Il giudice Al-Sadiq Abdelrahman ha specificato che “secondo la legge” un anziono di 70 anni non può scontare la pena in prigione. Ma forse il giudice si è dimenticato che proprio l’imputato nel 2015 aveva spedito in un carecere di massima sicurezza molti suoi oppositori politici ultra-ottantenni, tra loro anche Hassan Al Turabi, leader del partito islamico sudanese.
Una sentenza farsa, l’ex dittatore di Khartoum resta ancora quasi intoccabile. Poco prima che venisse letta la sentenza, alcuni supporter dell’ex presidente hanno interrotto l’udienza e il processo è stato ripreso solo dopo che le forze di sicurezza li hanno scortato fuori dall’aula.
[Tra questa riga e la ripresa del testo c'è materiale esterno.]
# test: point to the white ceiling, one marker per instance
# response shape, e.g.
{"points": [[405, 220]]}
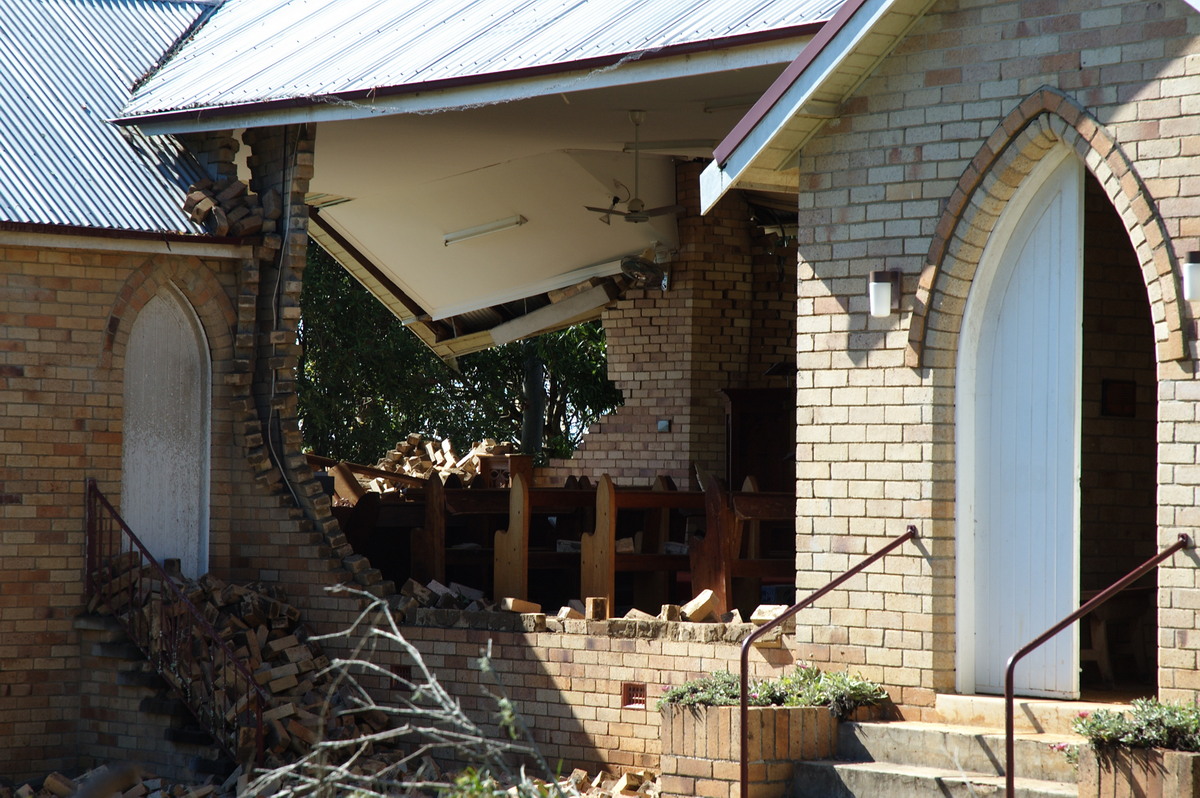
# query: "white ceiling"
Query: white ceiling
{"points": [[413, 178]]}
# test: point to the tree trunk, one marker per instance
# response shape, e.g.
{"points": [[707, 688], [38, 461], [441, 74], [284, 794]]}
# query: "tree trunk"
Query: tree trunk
{"points": [[533, 390]]}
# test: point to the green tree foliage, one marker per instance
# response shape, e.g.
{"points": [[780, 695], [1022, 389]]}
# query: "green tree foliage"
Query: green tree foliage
{"points": [[365, 382]]}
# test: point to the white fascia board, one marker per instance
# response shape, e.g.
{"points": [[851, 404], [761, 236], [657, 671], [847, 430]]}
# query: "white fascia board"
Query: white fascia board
{"points": [[718, 179], [562, 281], [629, 71]]}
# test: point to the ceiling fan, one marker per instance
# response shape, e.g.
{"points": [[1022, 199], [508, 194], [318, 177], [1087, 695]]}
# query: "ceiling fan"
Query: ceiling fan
{"points": [[635, 209]]}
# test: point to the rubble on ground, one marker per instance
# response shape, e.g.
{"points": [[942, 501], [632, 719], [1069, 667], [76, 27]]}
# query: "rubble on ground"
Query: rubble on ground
{"points": [[415, 456]]}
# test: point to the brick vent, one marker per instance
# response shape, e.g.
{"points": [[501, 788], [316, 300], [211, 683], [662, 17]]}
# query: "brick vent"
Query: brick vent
{"points": [[633, 695]]}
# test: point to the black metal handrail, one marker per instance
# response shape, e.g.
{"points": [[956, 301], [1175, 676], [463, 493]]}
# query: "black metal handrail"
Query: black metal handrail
{"points": [[744, 705], [1101, 598], [172, 631]]}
Piccoli disordini si sono verificati anche davanti al tribunale.
Al Bashir è salito al potere nel 1989, quando, come colonnello dell’esercito sudanese, ha guidato un gruppo di ufficiali in un incruento colpo di Stato militare che ha rimosso il governo del primo ministro Sadiq al-Mahdi. E’ stato deposto lo scorso 11 aprile dall’esercito sudanese.
Il 17 aprile di quest’anno l’ex presidente, che dal giorno del golpe era stato messo agli arresti domiciliari, è stato condotto al carcere di massima sicurezza di Kobor nella capitale Khartoum. Pochi giorni più tardi, durante una perquisizione nella sua residenza, sono stati trovati ingenti somme di denaro in valuta estera e sterline sudanesi.
Questa è la prima “condanna” inflitta a Al Bashir; sulla sua testa pende un mandato d’arresto internazionale, emesso nel 2009 dalla Corte Penale Internazionale per genocidio e crimini di guerra commessi in Darfur. Malgrado ciò, mentre era al potere, è riuscito a spostarsi dal Paese senza che nessuno lo consegnasse alla giustizia. Questo perchè il CPI non ha una forza di polizia propria, ma delega gli Stati membri a fermare le persone sospette o colpite da un mandato di cattura.